Yesterday during the BCS title game I avoided, by choice, an argument over the power of prayer in football. The person who began the discussion said she didn’t know why players felt the need to pray during games. Others began to pile on her, saying what business was it of hers and we have the right to pray and the usual point-missing rigamarole. My only contribution was that prayer obviously didn’t work for Tim Tebow and it certainly wasn’t working for Notre Dame.
People certainly have a right to pray to whom whoever they wish on their own terms. It is, and should be, a personal thing upon which no one can infringe. I happen to think public prayer is showy and reductive, but that’s one of those debates no one can really win, even if the Bible does back me up.
I also think people overuse and misunderstand the concept of prayer. I’ve always understood prayer to be a lifeline to one’s respective deity as a quiet, personal plea to be heard in a time of crisis and/or reflection. It could also be a regular, dutiful ritual of worship. And/or serve a lot of other purposes with which I, as a secular person, am less acquainted.
But in any case, it seems like a stretch to ask, to paraphrase Denis Leary, that God choose which spoiled pituitary freaks win the Super Bowl. Or to ask for prayers because you’re closing on a house. Does anyone actually do this?
O Heavenly Father, please bless those in your image who must struggle to get by. And please look out especially for Chad and Lisa Dawkins of Moonlight Oaks, who are about to close escrow on their McMansion. Amen!
Supply-side prayer must be vogue in America.

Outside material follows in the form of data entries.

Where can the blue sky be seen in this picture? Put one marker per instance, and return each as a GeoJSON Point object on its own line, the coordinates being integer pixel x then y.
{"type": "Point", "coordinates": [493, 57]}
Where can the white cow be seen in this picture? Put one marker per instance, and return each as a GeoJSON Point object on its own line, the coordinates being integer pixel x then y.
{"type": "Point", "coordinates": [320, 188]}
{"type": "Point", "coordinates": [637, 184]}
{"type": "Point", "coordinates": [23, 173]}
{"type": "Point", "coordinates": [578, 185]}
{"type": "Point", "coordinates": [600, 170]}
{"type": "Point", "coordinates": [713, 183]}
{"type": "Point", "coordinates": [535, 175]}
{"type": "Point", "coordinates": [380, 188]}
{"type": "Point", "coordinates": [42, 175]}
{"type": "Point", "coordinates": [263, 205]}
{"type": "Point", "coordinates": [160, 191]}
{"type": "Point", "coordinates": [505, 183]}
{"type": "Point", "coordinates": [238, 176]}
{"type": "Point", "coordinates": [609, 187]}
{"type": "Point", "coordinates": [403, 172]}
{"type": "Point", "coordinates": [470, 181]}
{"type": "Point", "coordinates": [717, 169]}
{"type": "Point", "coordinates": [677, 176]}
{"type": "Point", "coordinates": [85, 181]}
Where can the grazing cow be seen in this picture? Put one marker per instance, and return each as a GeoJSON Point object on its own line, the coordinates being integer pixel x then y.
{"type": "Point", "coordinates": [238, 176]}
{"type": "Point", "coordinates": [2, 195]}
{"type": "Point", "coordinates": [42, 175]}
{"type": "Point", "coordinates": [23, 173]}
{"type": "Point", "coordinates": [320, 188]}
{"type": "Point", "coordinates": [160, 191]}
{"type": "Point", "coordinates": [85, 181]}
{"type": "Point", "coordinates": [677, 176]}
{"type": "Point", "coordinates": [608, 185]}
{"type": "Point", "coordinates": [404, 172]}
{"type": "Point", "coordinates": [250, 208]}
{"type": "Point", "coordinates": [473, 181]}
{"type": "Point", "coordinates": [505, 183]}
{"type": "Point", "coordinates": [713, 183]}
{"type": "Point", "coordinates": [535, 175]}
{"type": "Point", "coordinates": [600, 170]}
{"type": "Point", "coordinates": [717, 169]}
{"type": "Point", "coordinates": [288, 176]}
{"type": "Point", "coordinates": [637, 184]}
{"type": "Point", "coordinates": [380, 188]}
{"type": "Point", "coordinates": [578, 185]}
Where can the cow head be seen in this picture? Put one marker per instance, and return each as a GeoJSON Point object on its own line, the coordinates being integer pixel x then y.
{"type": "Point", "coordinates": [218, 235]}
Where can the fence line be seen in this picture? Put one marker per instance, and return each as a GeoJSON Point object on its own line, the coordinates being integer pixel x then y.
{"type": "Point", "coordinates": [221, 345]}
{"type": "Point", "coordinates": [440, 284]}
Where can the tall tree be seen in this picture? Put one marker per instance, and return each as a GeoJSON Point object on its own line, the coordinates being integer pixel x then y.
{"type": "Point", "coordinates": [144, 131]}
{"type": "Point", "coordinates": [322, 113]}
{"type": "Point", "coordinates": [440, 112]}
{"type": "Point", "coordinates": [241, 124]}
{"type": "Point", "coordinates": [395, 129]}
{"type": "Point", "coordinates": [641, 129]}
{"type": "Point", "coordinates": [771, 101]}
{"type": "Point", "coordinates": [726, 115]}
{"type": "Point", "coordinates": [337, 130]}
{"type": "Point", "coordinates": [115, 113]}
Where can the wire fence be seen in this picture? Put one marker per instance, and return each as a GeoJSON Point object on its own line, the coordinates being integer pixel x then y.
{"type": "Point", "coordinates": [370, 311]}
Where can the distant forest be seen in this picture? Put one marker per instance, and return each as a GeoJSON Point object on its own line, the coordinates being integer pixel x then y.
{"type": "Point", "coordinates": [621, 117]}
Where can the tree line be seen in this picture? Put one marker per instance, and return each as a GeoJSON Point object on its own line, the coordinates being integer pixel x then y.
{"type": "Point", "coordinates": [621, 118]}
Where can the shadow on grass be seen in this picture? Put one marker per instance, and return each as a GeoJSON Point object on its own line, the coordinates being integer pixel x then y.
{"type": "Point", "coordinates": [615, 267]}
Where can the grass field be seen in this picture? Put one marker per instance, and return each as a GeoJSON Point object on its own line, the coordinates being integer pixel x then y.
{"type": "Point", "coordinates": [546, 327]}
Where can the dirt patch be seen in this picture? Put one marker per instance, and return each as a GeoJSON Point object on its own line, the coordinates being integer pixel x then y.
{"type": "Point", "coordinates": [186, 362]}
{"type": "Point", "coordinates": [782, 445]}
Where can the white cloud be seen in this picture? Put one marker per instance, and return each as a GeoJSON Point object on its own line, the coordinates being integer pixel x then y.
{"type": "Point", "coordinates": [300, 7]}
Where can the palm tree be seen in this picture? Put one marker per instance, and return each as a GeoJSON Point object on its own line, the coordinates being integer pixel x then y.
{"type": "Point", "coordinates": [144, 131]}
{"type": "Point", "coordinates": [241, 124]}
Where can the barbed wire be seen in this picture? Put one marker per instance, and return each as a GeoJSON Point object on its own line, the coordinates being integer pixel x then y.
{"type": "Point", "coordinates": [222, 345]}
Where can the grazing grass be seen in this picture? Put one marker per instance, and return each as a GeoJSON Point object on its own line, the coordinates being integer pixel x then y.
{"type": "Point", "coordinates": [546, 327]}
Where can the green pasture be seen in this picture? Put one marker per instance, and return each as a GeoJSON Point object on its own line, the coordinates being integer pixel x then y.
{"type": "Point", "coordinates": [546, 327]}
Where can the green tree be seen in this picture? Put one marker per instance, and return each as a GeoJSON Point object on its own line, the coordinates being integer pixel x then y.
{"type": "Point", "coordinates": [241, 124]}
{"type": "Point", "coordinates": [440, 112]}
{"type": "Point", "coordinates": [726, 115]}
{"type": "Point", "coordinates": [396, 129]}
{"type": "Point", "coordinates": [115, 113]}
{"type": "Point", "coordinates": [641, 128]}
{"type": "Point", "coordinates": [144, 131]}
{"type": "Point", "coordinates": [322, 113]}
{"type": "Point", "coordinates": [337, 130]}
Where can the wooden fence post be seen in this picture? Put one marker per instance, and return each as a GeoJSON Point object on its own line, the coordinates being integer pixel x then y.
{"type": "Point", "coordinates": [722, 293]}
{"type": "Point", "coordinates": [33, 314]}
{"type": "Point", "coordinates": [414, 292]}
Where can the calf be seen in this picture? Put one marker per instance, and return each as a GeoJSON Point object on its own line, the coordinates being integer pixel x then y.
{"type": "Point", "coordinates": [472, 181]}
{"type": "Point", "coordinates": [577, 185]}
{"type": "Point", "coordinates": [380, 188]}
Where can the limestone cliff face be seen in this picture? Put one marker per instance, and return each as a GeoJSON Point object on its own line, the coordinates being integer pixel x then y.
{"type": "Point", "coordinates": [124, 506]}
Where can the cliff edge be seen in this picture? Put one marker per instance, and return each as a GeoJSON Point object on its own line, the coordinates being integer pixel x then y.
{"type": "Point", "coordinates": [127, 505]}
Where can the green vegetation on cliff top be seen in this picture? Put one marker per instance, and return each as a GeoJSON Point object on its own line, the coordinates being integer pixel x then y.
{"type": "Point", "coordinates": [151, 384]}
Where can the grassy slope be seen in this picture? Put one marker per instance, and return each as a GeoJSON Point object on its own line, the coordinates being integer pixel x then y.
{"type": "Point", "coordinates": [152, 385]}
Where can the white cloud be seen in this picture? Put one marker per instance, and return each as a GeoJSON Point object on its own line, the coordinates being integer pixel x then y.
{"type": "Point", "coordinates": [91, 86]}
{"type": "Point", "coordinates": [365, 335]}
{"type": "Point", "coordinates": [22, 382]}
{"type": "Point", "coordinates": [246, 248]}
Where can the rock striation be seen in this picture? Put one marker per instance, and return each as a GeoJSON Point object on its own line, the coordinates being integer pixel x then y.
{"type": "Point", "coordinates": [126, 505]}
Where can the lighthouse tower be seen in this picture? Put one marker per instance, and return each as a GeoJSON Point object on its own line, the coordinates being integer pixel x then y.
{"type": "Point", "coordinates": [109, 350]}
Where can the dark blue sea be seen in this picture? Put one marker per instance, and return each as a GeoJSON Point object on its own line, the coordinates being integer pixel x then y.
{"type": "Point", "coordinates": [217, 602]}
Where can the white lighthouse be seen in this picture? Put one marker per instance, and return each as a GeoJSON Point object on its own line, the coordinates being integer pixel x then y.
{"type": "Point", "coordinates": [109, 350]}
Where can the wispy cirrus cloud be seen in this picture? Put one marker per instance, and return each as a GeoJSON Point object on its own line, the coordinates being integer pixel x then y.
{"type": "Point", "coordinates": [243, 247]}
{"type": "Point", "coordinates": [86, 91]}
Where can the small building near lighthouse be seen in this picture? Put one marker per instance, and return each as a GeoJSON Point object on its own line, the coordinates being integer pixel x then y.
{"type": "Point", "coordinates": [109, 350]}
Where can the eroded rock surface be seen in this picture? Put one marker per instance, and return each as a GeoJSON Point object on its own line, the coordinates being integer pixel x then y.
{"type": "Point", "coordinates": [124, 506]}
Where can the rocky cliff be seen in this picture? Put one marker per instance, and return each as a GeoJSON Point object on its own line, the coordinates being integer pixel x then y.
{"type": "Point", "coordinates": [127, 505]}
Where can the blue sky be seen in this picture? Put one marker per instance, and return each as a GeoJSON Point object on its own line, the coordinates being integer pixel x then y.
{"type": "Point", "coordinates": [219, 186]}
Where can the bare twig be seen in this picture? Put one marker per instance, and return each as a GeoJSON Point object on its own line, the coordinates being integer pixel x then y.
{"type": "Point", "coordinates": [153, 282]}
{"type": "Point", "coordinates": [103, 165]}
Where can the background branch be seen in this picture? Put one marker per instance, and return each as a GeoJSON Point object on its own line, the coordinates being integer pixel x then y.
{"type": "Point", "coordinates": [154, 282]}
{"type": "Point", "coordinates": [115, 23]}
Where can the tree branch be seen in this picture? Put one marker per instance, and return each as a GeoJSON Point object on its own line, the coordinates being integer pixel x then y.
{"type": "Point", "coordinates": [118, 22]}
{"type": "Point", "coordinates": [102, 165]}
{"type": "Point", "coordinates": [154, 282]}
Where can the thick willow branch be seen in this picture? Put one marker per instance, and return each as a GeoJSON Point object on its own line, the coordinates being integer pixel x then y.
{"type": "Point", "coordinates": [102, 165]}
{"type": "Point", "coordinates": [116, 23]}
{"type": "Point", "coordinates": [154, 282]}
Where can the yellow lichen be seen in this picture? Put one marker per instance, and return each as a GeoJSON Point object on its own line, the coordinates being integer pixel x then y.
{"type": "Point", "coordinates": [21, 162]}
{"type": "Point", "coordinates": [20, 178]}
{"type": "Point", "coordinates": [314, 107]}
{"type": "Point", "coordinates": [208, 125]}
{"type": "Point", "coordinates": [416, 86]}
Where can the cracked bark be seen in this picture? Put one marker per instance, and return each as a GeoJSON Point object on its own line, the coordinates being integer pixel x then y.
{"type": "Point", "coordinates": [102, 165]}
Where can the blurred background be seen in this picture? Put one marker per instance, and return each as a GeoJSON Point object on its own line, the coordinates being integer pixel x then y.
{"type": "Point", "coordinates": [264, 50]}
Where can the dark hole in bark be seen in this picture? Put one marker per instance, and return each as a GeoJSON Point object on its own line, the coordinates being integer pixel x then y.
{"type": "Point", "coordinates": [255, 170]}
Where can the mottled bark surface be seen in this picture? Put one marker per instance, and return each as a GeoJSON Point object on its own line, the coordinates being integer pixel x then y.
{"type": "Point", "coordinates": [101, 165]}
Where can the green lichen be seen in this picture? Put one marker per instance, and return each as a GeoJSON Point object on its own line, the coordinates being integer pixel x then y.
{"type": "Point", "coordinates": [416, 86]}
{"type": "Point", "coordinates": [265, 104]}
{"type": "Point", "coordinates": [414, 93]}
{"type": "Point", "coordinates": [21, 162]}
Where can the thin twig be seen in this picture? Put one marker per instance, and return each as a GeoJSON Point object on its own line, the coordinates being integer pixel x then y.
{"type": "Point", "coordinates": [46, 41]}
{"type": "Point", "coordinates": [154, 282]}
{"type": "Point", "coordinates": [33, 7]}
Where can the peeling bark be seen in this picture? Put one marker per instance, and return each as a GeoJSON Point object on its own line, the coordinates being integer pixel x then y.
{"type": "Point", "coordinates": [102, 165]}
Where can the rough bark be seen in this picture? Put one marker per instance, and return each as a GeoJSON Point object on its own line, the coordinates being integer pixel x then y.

At the risk of sounding all humblebraggish, I’m broke. And I still feel like it would be rude to ask for prayers. Also, pointless, because prayers don’t pay bills. That’s a comforting thought for me, actually. Why? Because when you link prayer to success, you also link it to failure. You might start to feel that if you hit a rough patch or lose a big game, it’s because God doesn’t love you enough and/or is really into tough love. Is that really more comforting than random, dumb luck?
Notre Dame lost because the Fighting Irish were a complete mismatch against defending champions Alabama. The game said a lot about the BCS in general, but not so much about where Jesus’ loyalties lie. The best that can be said is that players and coaches used their judgment to execute the best gameplans they knew, and did all they could to avoid injuries. And then stuff happened, as it tends to do.